Contact Information:
Minister of Health and Long term Care: 1-866-434-0144
Retirement Homes Regulatory Authority: 1-855-275-7472

Quebec

There are no provisions regarding the reporting of adult abuse for this province.

New Brunswick

Under the Family Services Act, section 35.1 (1), a  professional person may disclose information to the Minister respecting a person whom the professional person has reason to believe is a neglected adult or an abused adult, including information that has been acquired through the discharge of the professional person’s duties or within a professional relationship. Reporting this information is voluntary.

Nova Scotia

Under the Adult Protection Act, section 5 (1) states that every person who has information, whether or not it is confidential or privileged, indicating that an adult is in need of protection shall report that information to the Minister.  If a person has this information but chooses not to report their suspicions, the Act states that they are guilty of an offense under the Act and can be punished on summary conviction and is liable to a fine of one thousand dollars or one year in prison, or both.

Newfoundland

Under the Neglected Adults Welfare Act, section 4 (1) states that a person who has information which leads him or her to believe that an adult is a neglected adult shall give the information, together with the name and address of the adult, to the director or to a social worker who shall report the matter to the director. If a person does not report the information, they are guilty of an offense under this Act. Additionally, section 15 of the Act states that anyone who disobeys or obstructs the execution of an order made under the Act, or who contravenes the Act, is also guilty of an offense. Specific sections of the Act outline specific penalties for different breaches, but where not specified, an offense committed under this act carries the penalty of a summary conviction in which the person may be liable to up to 2 months in prison or a two hundred dollar fine, or both.

Prince Edward Island

Under the Adult Protection Act, section 4 (1) states that any person who has reasonable grounds for believing that a person is, or is at risk of being, in need of assistance or  protection may report the circumstances in such a manner and to such authority or person as may be designated by the Minister (ex. police, welfare agency etc.). Reporting these suspicions or beliefs is voluntary.

Yukon

There are no provisions regarding the reporting of adult abuse for this territory.

Northwest Territories

There are no provisions regarding the reporting of adult abuse for this territory.

Nunavut

There are no provisions regarding the reporting of adult abuse for this territory.

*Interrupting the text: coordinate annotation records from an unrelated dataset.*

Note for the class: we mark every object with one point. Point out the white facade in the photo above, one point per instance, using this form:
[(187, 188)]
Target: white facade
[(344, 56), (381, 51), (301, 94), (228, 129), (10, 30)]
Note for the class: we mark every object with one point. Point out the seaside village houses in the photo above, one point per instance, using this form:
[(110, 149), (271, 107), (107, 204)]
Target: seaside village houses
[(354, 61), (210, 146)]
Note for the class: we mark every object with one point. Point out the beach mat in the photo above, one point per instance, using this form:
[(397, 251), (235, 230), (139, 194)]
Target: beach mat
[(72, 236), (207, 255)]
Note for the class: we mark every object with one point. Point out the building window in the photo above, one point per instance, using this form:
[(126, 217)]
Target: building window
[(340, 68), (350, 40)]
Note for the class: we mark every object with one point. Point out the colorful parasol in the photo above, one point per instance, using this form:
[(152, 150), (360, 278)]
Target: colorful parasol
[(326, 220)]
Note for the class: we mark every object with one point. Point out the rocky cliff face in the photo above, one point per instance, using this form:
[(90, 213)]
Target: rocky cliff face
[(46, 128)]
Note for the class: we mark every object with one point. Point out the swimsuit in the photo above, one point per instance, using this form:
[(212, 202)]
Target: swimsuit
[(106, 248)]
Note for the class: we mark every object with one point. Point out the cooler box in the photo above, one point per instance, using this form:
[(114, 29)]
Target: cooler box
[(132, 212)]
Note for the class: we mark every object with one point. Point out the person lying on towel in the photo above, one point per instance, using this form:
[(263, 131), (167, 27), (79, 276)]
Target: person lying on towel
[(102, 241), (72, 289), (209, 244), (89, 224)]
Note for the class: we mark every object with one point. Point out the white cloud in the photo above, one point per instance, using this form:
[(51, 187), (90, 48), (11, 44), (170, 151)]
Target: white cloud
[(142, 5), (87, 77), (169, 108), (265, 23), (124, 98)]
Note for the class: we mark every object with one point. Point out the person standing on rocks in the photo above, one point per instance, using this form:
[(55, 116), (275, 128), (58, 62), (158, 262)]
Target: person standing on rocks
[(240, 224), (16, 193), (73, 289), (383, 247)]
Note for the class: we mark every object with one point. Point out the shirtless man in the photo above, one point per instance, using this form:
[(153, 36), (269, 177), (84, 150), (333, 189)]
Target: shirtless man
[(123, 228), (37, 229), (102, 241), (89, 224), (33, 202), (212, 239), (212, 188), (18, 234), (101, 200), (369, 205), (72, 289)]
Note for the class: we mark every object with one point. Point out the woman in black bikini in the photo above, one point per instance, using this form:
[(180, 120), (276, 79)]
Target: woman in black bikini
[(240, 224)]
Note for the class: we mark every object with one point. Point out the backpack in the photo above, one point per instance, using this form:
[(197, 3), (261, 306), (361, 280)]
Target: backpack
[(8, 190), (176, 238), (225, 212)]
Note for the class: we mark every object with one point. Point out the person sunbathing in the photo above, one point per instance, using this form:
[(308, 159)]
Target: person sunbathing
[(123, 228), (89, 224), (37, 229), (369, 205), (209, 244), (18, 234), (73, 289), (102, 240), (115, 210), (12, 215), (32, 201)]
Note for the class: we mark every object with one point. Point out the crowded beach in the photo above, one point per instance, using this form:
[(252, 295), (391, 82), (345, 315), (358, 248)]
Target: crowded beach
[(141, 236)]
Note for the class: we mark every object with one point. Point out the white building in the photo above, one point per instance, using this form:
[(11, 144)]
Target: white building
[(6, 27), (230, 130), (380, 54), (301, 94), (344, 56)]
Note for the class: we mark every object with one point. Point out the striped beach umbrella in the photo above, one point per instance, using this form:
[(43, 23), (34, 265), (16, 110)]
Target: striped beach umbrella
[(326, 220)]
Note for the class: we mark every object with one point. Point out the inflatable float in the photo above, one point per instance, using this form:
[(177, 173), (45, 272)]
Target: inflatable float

Essentially, under the Criminal Code of Canada, there is no specific offense related to the failure to report crimes that a person suspects have been committed against a child or an adult. Thus, no one is under a legal obligation to report those suspicions to the police or other appropriate agency. However, some professional persons are bound by their provincial child or adult protection Acts, or by the policies of their work place, to report any beliefs or suspicions they may have that some form of abuse has taken place. If they fail to report this information, they may face a fine or imprisonment, or both.

While it is true that there is, in most cases, no legal obligation for people outside of a professional position to report suspected abuse or neglect of children or adults, there is a moral one. If you suspect that a child or adult is being abused, those suspicions should be reported to the police or child protection agency in your area so that an investigation can be done to determine if abuse or neglect is in fact taking place. Sometimes you may be the only one to notice the psychological or behaviour indicators of abuse and neglect, and it is your moral and ethical obligation to make sure that the person does not suffer further. You cannot be punished or face any negative consequences for reporting the abuse of a child or an adult, even if it turns out that the person was not being abused, unless the information was reported with a malicious intent or was known to be false.